Greek Debt Talks Risk Derailing EU Summit Plan

European Union leaders gather for their first summit of 2012 as a deteriorating economy and struggle to complete a Greek debt writeoff risk sidetracking efforts to stamp out the financial crisis.

EU chiefs arrive in Brussels about 2 p.m. today to put the finishing touches on a German-led deficit-control treaty and endorse the statutes of a 500 billion-euro ($661 billion) rescue fund to be set up this year. Greece and its private creditors said Jan. 28 they expect to complete a deal in coming days after bondholders signaled they would accept European government demands for a bigger cut in their debt holdings.
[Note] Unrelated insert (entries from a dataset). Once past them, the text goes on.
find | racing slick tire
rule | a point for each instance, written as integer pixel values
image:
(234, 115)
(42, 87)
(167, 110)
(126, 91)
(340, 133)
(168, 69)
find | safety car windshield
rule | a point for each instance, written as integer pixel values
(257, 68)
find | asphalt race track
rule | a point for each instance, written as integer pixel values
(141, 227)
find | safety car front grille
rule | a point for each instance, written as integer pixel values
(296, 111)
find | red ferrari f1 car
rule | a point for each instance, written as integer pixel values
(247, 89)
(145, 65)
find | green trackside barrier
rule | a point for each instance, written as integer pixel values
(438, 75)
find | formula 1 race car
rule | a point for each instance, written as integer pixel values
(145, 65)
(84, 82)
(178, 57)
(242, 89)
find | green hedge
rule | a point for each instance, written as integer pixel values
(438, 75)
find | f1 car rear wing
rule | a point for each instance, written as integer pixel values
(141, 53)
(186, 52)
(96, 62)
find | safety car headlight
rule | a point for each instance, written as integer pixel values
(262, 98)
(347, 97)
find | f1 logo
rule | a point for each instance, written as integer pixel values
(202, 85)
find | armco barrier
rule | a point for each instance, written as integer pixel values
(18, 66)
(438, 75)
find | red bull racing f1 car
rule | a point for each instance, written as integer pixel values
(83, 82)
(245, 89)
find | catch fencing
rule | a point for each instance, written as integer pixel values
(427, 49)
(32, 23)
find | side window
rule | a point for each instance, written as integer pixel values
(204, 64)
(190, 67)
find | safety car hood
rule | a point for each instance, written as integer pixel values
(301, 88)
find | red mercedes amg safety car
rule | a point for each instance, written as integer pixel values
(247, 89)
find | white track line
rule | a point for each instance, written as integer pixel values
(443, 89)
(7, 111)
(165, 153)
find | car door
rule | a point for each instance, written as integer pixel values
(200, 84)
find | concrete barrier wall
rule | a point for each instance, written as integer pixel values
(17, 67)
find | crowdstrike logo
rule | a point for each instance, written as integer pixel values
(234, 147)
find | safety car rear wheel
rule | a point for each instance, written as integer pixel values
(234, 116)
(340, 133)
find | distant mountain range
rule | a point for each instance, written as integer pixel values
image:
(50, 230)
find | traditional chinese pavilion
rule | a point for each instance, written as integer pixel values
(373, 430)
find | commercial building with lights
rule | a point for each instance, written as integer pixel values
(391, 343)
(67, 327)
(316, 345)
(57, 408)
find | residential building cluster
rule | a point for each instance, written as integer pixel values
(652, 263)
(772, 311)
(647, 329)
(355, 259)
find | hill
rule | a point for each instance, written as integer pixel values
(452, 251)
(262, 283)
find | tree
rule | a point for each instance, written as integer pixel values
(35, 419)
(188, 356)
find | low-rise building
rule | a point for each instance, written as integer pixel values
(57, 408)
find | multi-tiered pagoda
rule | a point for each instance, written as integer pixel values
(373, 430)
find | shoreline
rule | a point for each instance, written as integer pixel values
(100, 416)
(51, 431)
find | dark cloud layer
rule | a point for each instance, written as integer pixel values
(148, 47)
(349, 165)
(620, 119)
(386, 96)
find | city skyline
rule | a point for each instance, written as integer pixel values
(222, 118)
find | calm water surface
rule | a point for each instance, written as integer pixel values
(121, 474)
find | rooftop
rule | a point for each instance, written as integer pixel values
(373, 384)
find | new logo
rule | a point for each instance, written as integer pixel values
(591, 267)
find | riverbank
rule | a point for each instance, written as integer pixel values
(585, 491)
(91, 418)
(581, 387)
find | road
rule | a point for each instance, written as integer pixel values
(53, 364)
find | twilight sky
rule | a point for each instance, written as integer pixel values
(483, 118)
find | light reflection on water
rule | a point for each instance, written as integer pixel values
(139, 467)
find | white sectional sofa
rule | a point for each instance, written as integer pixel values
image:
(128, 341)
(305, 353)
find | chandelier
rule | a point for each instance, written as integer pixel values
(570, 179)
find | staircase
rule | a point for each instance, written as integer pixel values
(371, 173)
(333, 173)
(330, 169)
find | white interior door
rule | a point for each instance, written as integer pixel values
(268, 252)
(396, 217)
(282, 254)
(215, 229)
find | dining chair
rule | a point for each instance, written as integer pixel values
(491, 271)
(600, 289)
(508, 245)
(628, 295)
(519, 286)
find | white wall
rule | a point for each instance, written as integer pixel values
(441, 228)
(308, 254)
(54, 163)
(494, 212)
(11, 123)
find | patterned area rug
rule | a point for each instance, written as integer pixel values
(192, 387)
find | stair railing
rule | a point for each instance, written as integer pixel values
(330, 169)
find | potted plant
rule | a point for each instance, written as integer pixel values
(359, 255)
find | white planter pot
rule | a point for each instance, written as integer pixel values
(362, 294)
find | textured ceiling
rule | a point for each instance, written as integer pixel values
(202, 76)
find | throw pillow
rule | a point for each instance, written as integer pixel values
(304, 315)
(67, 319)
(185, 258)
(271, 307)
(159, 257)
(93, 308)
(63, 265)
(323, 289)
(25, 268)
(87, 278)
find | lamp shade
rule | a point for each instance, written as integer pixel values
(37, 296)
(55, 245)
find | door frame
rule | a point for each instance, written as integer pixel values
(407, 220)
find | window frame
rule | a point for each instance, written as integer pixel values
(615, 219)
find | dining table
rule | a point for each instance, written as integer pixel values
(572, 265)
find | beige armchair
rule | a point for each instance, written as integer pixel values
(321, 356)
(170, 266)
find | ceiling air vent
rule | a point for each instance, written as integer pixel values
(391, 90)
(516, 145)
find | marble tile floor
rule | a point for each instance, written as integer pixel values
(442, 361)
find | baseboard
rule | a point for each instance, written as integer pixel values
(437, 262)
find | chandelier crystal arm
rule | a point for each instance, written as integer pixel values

Obama Recovery is No ’Morning in America’ Yet

The brightening economy as the 2012 election year begins doesn’t yet match Ronald Reagan’s “Morning in America.”

President Barack Obama presides over an economy that eluded the threat of a double-dip recession in mid-2011 and now is strengthening, with growth accelerating in the fourth quarter to a 2.8 percent rate, the fastest in 18 months, from 1.8 percent the previous quarter.

Still, the pace remains well short of the recovery that helped propel the re-election of Reagan -- who, like Obama, faced a contraction considered in its time to be the worst since the Great Depression and also lost congressional support in mid- term elections.

Euro-Area Economic Confidence Rises Less Than Forecast

Euro-area confidence in the economic outlook improved less than forecast in January as the region’s leaders struggled to stamp out a two-year-old financial crisis and revive growth.

An index of executive and consumer sentiment in the 17- nation euro area rose to 93.4 from a revised 92.8 in December, the European Commission in Brussels said today. That’s the first increase since February 2011, though it’s less than the median prediction of 93.8 in a Bloomberg survey of 30 economists.